Com de lotação das UTIs, Campo Grande tem pior situação entre capitais, aponta Fiocruz

Com de lotação das UTIs, Campo Grande tem pior situação entre capitais, aponta Fiocruz

Com pacientes no corredores do HRMS (Hospital Regional de Mato Grosso do Sul) e doentes com Covid-19 internados de forma improvisada em UPAs (Unidades de Pronto Atendimento), Campo Grande tem taxa de ocupação de leitos UTI (Unidade de Terapia Intensiva) em 106%, a maior entre capitais.

Conforme boletim da Fiocruz (Fundação Oswaldo Cruz), os dados obtidos na segunda-feira (08) mostram que Campo Grande, Porto Alegre (102%) e Porto Velho (100%) são as únicas capitais do país a registrarem falta de vagas em UTIs. Na sequência aparece Rio Branco (99%), Goiânia e Teresina (98%).

Assim como outras capitais, Campo Grande sofreu com a redução do financiamento de leitos UTI por parte do Ministério Federal, que reduziu em mais de 70% as verbas em todo o país. Atualmente, são 372 leitos em MS financiados pelo governo federal.

O prefeito Marquinhos Trad (PSD) comentou sobre a falta de apoio do Ministério da Saúde. “Aconteceu também aqui, há um negacionismo a nível federal impressionante, mas vamos superar tudo, embora ocupação de leitos seja alta, ela é estável e vai cair, como já está caindo”, declarou.

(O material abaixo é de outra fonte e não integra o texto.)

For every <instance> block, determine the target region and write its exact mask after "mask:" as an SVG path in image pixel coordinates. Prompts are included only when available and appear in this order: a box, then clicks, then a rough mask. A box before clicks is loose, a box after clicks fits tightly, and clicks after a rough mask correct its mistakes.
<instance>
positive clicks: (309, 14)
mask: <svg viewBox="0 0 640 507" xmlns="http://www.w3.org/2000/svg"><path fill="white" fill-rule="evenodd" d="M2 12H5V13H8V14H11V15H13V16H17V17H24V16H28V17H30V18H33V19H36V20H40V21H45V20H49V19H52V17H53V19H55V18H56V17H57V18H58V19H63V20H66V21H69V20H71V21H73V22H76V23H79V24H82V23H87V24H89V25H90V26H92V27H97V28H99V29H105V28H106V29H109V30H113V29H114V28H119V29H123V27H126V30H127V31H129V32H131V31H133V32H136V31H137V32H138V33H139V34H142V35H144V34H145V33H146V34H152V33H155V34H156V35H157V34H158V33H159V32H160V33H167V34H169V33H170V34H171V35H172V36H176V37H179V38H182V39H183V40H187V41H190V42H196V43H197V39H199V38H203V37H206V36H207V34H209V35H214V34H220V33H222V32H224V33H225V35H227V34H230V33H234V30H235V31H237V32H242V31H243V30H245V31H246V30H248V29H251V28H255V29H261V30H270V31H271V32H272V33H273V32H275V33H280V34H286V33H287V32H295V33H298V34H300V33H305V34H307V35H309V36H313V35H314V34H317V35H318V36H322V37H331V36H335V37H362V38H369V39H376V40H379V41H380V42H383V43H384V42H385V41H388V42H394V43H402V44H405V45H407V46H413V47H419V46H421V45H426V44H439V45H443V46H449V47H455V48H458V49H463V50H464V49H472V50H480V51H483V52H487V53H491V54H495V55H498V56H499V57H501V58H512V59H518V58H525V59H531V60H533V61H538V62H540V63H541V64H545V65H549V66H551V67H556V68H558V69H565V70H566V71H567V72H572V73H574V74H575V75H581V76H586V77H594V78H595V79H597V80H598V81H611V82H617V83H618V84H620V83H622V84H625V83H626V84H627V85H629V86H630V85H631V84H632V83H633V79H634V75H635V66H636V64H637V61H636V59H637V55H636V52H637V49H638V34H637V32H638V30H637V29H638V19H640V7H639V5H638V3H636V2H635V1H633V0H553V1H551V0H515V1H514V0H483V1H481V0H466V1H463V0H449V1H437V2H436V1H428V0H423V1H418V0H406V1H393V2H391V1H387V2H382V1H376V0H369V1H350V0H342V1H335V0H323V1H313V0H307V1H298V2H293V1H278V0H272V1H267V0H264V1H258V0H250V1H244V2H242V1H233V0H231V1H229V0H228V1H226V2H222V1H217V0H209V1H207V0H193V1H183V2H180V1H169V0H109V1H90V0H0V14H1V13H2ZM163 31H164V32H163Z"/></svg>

Os pesquisados da Fiocruz consideraram no boletim: “considerando o quadro atual e a situação extremamente crítica no que se refere às taxas de ocupação de leitos UTI Covid-19, que apontam para a sobrecarga e mesmo colapso de sistemas de saúde, os pesquisadores reforçam a necessidade de ampliar e fortalecer as medidas não-farmacológicas envolvendo distanciamento físico e social, uso de máscaras e higienização das mãos. Nos municípios e estados que já se encontram próximos ou em situação de colapso, a análise destaca a necessidade de adoção de medidas de supressão mais rigorosas de restrição da circulação e das atividades não essenciais”.

Mais leitos

Sesau (Secretaria Municipal de Saúde) negocia a ampliação de 45 leitos UTI (Unidade de Terapia Intensiva) em hospitais particulares de Campo Grande para atender pacientes do SUS. Assim, o município chegaria a 330 leitos críticos. Atualmente, são 285 leitos contratualizados pela prefeitura.

No início desta semana, a prefeitura ativou 12 leitos UTI na Clínica Campo Grande e corre para habilitar mais 45 leitos em outros hospitais particulares.

Na terça-feira (09), o secretário estadual de Saúde, Geraldo Resende, também informou que o Estado deve ampliar a oferta de leitos UTI nas próximas semanas.